- Motto: Imparting Basic Knowledge of Space Technologies in Youngsters
- Founder: ISRO
- Country: India
- Launched: 13 May 2019; 6 years ago
- Funding: ISRO
- Status: Yuvika'24 Announced.
- Website: https://www.isro.gov.in/YUVIKA.html

= Young Scientist Programme =

Indian space education programme

Young Scientist Programme, otherwise known as YUVIKA (abbreviation for "YUva VIgyani KAryakram") in an annual space education and training programme by ISRO with funding from Department of Space, India. The programme was initiated by government of India "to create an early interest in Space Technologies among youngsters". The program was officially announced on January 18, 2019, by ISRO's chief K. Sivan and inaugurated four months later on May 17.

== Overview ==
The programme was announced by ISRO chief K. Sivan on January 18, 2019, through Student Outreach Programme held by Indian Space Research Organization. In the announcement, Sivan urged the state governments and respective education departments to actively cooperate to make the programme a success.

== History ==
ISRO chief, during the announcement said that "the programme was aimed to inculcate and nurture space research interest in young minds." Their selection basis based on "academic performance and extracurricular activities", Sivan also added "students from rural backgrounds would be given preference in selection criteria".

The programme also includes invited talks by scientists, along with scheduled lab and facilities visits in the country. Apart from these, ISRO also said that there will be sessions for discussions with experts in Space Technologies.

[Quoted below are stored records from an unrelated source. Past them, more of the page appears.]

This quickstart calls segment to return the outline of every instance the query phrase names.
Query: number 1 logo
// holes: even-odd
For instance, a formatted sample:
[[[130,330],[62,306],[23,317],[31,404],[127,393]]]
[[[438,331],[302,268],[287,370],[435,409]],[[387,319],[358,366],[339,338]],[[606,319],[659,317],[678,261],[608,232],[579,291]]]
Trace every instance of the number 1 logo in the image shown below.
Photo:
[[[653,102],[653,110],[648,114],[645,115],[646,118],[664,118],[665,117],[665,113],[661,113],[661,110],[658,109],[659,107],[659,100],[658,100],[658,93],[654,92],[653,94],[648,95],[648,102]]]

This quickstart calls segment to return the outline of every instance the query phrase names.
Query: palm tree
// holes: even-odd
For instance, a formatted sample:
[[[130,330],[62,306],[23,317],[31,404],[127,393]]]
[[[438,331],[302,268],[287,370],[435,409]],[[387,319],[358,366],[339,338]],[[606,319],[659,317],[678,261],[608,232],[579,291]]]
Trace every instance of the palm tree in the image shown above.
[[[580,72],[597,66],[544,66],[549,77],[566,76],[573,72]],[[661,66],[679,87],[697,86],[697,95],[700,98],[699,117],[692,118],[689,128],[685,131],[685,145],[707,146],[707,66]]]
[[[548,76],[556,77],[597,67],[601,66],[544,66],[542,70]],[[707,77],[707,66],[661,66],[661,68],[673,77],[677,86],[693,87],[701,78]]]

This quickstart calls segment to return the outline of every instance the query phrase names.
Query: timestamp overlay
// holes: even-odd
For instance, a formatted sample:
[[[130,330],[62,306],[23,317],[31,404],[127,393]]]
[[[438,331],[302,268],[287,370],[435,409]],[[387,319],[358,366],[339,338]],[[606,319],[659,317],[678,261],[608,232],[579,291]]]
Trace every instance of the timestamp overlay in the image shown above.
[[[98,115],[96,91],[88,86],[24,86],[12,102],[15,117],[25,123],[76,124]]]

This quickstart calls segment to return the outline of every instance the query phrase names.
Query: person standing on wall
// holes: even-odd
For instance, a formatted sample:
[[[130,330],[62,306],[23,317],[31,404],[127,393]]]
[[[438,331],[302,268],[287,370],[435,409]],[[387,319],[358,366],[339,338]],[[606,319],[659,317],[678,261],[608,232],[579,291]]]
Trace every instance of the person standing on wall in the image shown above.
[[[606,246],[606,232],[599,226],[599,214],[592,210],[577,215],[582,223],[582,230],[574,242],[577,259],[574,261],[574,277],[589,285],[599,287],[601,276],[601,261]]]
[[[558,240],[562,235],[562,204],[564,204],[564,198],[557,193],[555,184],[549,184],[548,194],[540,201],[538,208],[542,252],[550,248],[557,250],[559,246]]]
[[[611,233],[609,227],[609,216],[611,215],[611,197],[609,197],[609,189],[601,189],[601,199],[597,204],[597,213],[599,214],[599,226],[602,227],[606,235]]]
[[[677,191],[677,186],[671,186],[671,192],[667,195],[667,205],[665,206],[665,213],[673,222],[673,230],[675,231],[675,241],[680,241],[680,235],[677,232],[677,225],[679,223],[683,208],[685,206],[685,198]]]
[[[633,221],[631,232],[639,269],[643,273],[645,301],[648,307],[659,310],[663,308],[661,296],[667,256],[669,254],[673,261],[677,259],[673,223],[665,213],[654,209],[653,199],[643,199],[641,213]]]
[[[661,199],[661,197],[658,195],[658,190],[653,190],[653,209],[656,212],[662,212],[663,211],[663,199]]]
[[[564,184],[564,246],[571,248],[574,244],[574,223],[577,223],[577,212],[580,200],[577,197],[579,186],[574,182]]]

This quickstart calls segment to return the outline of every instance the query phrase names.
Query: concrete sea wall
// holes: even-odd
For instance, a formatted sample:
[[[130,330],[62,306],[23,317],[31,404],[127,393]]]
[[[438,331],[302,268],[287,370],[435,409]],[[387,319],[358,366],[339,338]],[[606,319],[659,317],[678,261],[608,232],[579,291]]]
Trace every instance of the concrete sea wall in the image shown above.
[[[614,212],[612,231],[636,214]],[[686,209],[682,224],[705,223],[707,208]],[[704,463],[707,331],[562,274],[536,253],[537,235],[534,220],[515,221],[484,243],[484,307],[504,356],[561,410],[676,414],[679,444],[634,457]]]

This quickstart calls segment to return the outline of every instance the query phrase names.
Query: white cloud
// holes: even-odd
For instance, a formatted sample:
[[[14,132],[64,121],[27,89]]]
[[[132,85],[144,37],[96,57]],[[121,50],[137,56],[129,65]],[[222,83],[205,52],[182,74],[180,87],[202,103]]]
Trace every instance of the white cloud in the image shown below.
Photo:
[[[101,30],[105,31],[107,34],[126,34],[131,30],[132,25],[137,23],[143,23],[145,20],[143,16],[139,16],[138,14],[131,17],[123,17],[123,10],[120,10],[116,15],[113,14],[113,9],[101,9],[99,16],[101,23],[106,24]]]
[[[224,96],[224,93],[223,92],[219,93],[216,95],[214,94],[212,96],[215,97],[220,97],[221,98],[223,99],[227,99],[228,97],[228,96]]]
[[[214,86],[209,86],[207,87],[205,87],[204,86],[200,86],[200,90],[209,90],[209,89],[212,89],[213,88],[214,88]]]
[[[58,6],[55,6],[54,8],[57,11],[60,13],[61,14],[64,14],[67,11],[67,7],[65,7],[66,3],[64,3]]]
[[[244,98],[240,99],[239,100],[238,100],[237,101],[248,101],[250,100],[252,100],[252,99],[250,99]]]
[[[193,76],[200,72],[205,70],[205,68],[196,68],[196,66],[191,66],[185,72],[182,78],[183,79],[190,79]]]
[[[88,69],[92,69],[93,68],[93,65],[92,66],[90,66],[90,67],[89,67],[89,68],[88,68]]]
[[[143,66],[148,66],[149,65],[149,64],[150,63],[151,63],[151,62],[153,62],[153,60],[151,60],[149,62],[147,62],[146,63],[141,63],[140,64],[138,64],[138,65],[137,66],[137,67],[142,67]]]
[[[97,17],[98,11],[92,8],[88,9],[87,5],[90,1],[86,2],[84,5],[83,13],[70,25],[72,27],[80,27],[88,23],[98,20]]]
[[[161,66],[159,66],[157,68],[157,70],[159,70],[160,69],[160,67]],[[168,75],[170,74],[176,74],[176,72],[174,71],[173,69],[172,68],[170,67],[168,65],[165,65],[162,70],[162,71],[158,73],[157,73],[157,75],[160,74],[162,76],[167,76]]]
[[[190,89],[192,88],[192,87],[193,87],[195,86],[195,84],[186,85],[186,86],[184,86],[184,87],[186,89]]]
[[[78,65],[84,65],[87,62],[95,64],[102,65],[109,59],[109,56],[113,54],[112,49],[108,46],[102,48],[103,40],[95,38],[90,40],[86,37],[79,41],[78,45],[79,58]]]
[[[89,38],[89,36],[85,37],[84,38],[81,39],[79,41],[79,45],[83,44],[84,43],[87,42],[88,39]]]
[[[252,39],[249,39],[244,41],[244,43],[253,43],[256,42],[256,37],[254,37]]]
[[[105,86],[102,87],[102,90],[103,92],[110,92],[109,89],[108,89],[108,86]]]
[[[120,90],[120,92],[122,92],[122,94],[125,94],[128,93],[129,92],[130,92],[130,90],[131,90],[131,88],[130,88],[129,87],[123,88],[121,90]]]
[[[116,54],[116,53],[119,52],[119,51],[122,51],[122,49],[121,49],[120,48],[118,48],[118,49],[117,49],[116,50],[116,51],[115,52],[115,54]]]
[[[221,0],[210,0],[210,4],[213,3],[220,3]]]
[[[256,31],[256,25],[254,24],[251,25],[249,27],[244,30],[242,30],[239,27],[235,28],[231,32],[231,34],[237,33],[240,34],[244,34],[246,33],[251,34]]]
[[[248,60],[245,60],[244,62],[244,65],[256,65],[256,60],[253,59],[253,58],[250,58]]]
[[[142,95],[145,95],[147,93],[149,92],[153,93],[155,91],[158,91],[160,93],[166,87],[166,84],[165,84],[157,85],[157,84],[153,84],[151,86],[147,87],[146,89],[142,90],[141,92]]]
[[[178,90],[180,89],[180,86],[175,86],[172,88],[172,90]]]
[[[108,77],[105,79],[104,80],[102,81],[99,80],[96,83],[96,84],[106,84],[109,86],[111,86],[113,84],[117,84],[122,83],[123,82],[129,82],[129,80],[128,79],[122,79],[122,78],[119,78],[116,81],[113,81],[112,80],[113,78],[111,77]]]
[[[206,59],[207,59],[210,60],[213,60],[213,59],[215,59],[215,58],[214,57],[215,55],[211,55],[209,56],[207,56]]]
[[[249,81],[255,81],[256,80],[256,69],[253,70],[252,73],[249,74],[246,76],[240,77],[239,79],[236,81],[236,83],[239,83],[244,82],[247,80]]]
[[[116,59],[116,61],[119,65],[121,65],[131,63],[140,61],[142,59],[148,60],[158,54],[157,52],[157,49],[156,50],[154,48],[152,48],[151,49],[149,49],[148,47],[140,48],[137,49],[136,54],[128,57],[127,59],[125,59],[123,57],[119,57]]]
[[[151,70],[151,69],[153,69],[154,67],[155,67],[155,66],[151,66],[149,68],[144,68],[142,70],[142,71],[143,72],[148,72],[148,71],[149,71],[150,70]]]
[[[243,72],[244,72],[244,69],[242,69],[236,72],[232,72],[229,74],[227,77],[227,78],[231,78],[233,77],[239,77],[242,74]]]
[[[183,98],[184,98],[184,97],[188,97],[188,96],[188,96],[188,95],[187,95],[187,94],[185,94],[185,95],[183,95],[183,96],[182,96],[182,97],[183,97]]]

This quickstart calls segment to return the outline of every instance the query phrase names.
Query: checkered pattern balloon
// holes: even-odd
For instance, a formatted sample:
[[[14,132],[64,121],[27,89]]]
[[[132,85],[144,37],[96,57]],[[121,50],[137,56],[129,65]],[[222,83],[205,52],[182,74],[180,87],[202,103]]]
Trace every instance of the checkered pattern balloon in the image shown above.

ISRO is also determined to organize practical and feedback sessions for the students.

==YUVIKA'19==
The programme commenced on May 13, 2019, for the first time, as a two-week residential training programme held each summer holidays. The participation in programme was meant only for students getting in high school in the academic year 2019–2020.

The shortlisted students attended the 2 weeks training programme at four centers of ISRO namely, Vikram Sarabhai Space Centre (VSSC), Thiruvananthapuram; U R Rao Satellite Centre (URSC), Bengaluru; Space Applications Centre (SAC), Ahmedabad and North Eastern Space Applications Centre (NESAC), Shillong.

The programme concluded on May 25, 2019, at the respective centers. The participants of YUVIKA'19 also witnessed the launch of 'RH200 sounding rocket'.

==YUVIKA'20 & 2021==
YUVIKA'20 was to be held in May 2020, but was postponed and later cancelled in light of ongoing COVID-19 Pandemic in India . YUVIKA'21 was also cancelled due to ongoing coronavirus pandemic.

== YUVIKA'22 ==
YUVIKA'22 was the first post COVID YUVIKA with a record 100k application from all over the country. A total of 153 among those who applied were selected in the program based on academic and co-curricular activities. The event was inaugurated in a virtual event by the secretary, ISO DOS/Chairman on 16 May 2022. The program concluded on May 28, 2022.

== YUVIKA'23 ==
YUVIKA'23 received a record 125k applications from all over the country from which a total of 337 students were shortlisted for the program. The program commenced on May 15, 2023, and ran for two weeks concluding on May 26, 2023.

== YUVIKA'24 ==
YUVIKA'24 was announced by ISRO in a press release on February 17, 2024. A total of 350 students from all 28 Indian states and 8 union territories participated in the program across seven ISRO centers.

== YUVIKA'25 ==
YUVIKA'25 has been conducted successfully by ISRO.

== Details ==
The programme is conducted every year at seven centers of ISRO.

–Indian Institute of Remote Sensing (IIRS), Dehradun.

–Vikram Sarabhai Space Centre (VSSC), Thiruvananthapuram.

–Satish Dhavan Space Center (SDSC) Sriharikota.

–U. R. Rao Satellite Centre (URSC), Bengaluru.

–Space Applications Centre (SAC), Ahmedabad.

–National Remote Sensing Centre (NRSC), Hyderabad.

–North-Eastern Space Applications Centre (NE-SAC), Shillong.